İbretlik Hikaye: Cellat
Eski Çin’de idam mahkumlarının son gecelerini hep birlikte neşe içinde geçirmelerine izin verilirmiş.
Mahkumlar, cellat da aralarında olmak üzere, hep birlikte sabaha kadar şarkılar söyler, en sevdikleri yemekleri yer ve pirinç rakısı kadehlerini peş peşe yuvarlayıp mutlu olurlarmış.
Sabahın ilk ışıklarıyla birlikte cellat, ansızın hareketlenip palasını çeker ve hafiften çakırkeyif mahkumların kellesini, tırpanla başak biçer gibi alıverirmiş.
Yine böyle bir infaz ayininde mahkumlar, sabahın ilk ışıklarına kadar pek güzel eğlenmişler, şarkılar söyleyerek yiyip içmişler.
Derken güneşin ilk ışıkları dağların arasından görünmüş. Fakat hiçbir şey olmamış.
Mahkumlardan biri, cellada sormuş: “İnfaz neden gecikti?”
Cellat, “Gecikmedi ki,” demiş.
“Fakat kellelerimiz yerli yerinde duruyor” diye diretmiş mahkum.
“Size öyle geliyor,” demiş cellat, palasına bulaşan kanı göstermiş mahkuma. Dehşete kapılan mahkum, “Nasıl yani?” diye mırıldanmış.

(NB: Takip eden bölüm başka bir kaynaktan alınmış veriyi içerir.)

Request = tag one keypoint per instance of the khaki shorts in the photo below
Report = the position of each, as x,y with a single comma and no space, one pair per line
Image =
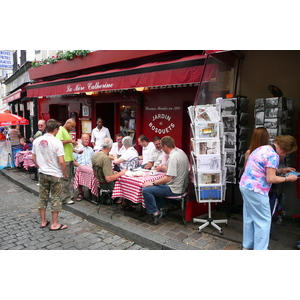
50,184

“Ben çok hızlıyımdır,” demiş cellat.
“Ayağa kalktığın anda kellen kucağına düşecek.”
Kıssadan hisse; kelleniz çoktan gitmiş olabilir, ancak siz bunu henüz fark etmemiş olabilirsiniz.
Bir şey olmuş, ama siz olan şeyi henüz idrak edemediğiniz için olmamış gibi davranıyor olabilirsiniz ve kellenizin hâlâ yerinde olduğunu sanıyorsunuz.
Gerçeği anlamanız için ayağa kalkmanız gerekiyor…
Hikaye: Namaz Kılan Asker
Bir asker, namaz kılan (en zor şartlarda bile terk etmeyen) diğer askere sordu: Arkadaş kaçıncı asırda yaşıyoruz ? Niçin kendini zahmete sokup her gün 5 defa namaz kılıyorsun??
Namaz kılan asker tam o sırada uzaktan görünen teğmeni gösterdi:
Şu insan; niçin yanından geçerken toplanıyor selam veriyor ve bütün emirlerine itaat ediyorsun. ‘yat’ dese yatıyor ‘kalk’ dese kalkıyorsun? O da senin gibi iki ayağı iki eli ve bir başı olan bir insan değil mi?’
Diğer asker cevap verdi: ’Evet! O da benim gibi bir insan ama rütbesi var omuzun da yıldızı var…’ Namaz kılan askerin cevabı müthişti: ’Ey arkadaş! Sen omuzunda bir tane yıldızı var diye, senin gibi bir insana itaat ediyorsun da ben yerdeki kumlar adedince yıldızları olan ve hepsini tespih tanesi gibi kudret eliyle çeviren bir zat’a niçin itaat etmeyeyim? Niçin namaz kılıp emrini yerine getirmeyeyim?’